Muss man anfangs mit nur drei Points of Interest auf der Karte starten – freizuspielenden Habitaten, in denen man nicht nur mehr Tiere bekommt, sondern auch eine Chance auf Vogel, Biber oder Fledermaus hat – bekommt man auf die Dauer fünf davon, und besser als die Anfangs-POIs sind sie außerdem. So fängt das Spiel durchaus knifflig und herausfordernd an und lässt dann zunhemend nach. Ein Roguelike-Spiel sollte man eigentlich nicht durchspielen können. »Growth« hingegen, wenn ich einmal auch den letzten POI freigeschaltet habe (für das Überqueren von tausend Hindernissen) und dabei alle Steam-Achievments gesammelt, werde ich deinstallieren.
Trotzdem bekommt das Spiel eine klare Empfehlung von mir. Andere Spiele werden ja auch zunehmend einfacher, wenn man Level sammelt und nicht mehr dauernd stirbt, und wenn man nur zehn Stunden Spaß mit »Growth« hat, sind das immer noch zehn schöne Stunden – für ein Spiel, das zum Vollpreis nur rund zehn Euro kostet, ist das eine gute Geld/Zeit-Ratio, und ich habe es in einem Bundle für nochmal eine ganze Ecke weniger bekommen. Wer Spaß hat an Spielen wie »Dorfromantik« und damit leben kann, dass es eben irgendwann vorbei ist, der wird mit »Growth« eine schöne Zeit haben.
Aus dem Namen des Achievements für 25 entsendete Biber, »Beaver Brothers«, hatte ich schon vermutete, dass es sich um ein deutsches Entwicklerstudio handeln müsste, denn nur hierzulande hieß die Zeichentrickserie »The Angry Beavers« »Biber-Brüder«, und wirklich, das Team von Voodoo Duck sitzt in Duisburg. »Growth« ist, soweit man das sehen kann – ihre Webseite ist bis jetzt nur ein Platzhalter – ihr erstes Spiel, wird aber im Bundle mit dem ähnlich kuschelig aussehenden Hex-Puzzler »Land Above, Sea Below« von Glascannon Studios angeboten – einen Deal, den ich allen empfehle, die »Growth« nicht wie ich aus einem Bundle ziehen können.

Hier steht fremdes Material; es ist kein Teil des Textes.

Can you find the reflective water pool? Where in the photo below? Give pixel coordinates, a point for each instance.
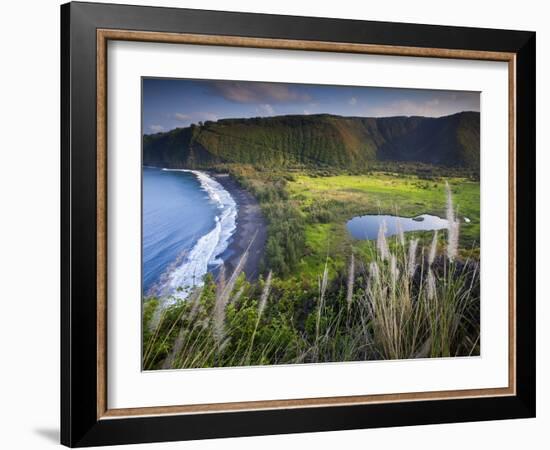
(366, 227)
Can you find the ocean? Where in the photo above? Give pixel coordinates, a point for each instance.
(188, 221)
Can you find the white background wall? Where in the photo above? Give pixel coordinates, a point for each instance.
(29, 224)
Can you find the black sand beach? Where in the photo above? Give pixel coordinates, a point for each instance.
(250, 222)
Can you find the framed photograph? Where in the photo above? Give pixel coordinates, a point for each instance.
(276, 224)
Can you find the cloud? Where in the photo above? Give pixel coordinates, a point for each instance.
(156, 128)
(254, 92)
(435, 107)
(265, 109)
(182, 117)
(196, 116)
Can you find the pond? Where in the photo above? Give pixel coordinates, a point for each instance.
(366, 227)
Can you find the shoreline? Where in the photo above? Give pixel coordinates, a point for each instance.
(250, 220)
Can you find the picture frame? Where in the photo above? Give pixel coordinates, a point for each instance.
(86, 418)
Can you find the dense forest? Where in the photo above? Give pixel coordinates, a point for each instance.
(324, 140)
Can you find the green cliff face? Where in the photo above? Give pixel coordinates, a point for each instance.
(319, 140)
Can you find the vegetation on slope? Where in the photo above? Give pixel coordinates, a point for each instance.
(398, 301)
(319, 141)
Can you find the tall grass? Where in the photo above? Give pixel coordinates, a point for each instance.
(401, 301)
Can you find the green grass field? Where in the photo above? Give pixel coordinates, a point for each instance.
(336, 199)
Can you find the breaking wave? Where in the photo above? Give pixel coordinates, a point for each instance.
(189, 270)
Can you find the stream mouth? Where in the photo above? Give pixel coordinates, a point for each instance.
(366, 227)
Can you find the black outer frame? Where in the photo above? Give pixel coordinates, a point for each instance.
(79, 423)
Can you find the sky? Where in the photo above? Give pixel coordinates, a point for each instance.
(173, 103)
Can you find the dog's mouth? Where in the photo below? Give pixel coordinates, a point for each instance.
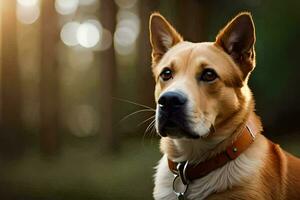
(175, 126)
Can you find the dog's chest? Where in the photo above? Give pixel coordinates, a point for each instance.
(235, 173)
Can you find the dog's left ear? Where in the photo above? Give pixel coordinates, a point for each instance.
(238, 39)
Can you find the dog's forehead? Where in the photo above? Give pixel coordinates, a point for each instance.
(193, 55)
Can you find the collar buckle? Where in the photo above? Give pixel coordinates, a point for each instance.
(251, 132)
(181, 170)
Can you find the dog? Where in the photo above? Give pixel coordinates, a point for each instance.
(211, 138)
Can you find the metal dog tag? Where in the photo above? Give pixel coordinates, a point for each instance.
(179, 188)
(180, 196)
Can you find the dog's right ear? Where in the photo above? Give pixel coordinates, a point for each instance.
(162, 36)
(238, 39)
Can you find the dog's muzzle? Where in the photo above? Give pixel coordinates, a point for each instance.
(171, 115)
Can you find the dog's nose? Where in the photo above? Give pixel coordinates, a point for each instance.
(172, 100)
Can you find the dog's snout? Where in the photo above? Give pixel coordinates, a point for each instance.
(172, 100)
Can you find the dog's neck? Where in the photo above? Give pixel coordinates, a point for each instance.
(198, 150)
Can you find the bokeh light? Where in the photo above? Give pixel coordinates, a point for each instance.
(88, 34)
(68, 33)
(87, 2)
(28, 3)
(66, 7)
(127, 31)
(126, 3)
(28, 14)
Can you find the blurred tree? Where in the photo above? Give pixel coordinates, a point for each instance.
(192, 27)
(108, 78)
(49, 83)
(11, 142)
(144, 73)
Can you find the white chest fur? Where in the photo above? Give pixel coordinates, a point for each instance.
(242, 169)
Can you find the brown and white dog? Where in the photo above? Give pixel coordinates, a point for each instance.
(205, 109)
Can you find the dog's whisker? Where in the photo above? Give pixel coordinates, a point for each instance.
(133, 103)
(146, 120)
(151, 124)
(134, 113)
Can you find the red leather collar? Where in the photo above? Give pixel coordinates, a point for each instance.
(189, 172)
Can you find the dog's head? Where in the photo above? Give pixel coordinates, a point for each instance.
(200, 85)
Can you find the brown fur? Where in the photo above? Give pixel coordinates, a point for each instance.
(226, 104)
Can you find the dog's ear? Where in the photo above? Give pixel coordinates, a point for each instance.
(237, 39)
(162, 36)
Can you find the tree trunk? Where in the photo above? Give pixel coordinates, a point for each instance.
(11, 138)
(108, 78)
(49, 84)
(144, 73)
(192, 27)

Ich spiele jetzt noch weiter, bis ich alle Errungenschaften beisammen habe – ich bin eben ein Kompletist, auch wenn sich das Spiel zunehmend wie Arbeit anfühlt. Und vielleicht wage ich mich dann aus meinem Bett raus und spiele endlich wieder was richtiges. Die Tage werden ja bald wieder länger und heller, und ich habe mir sagen lassen, mein Arbeitszimmer ist beheizt. Die großen Spiele warten. Und im neuen Jahr will ich dann auch wieder regelmäßiger hier rezensieren. Bis das so weit ist, bitte ich mich zu entschuldigen. Ich hab noch einen Hirsch zu schubbeln.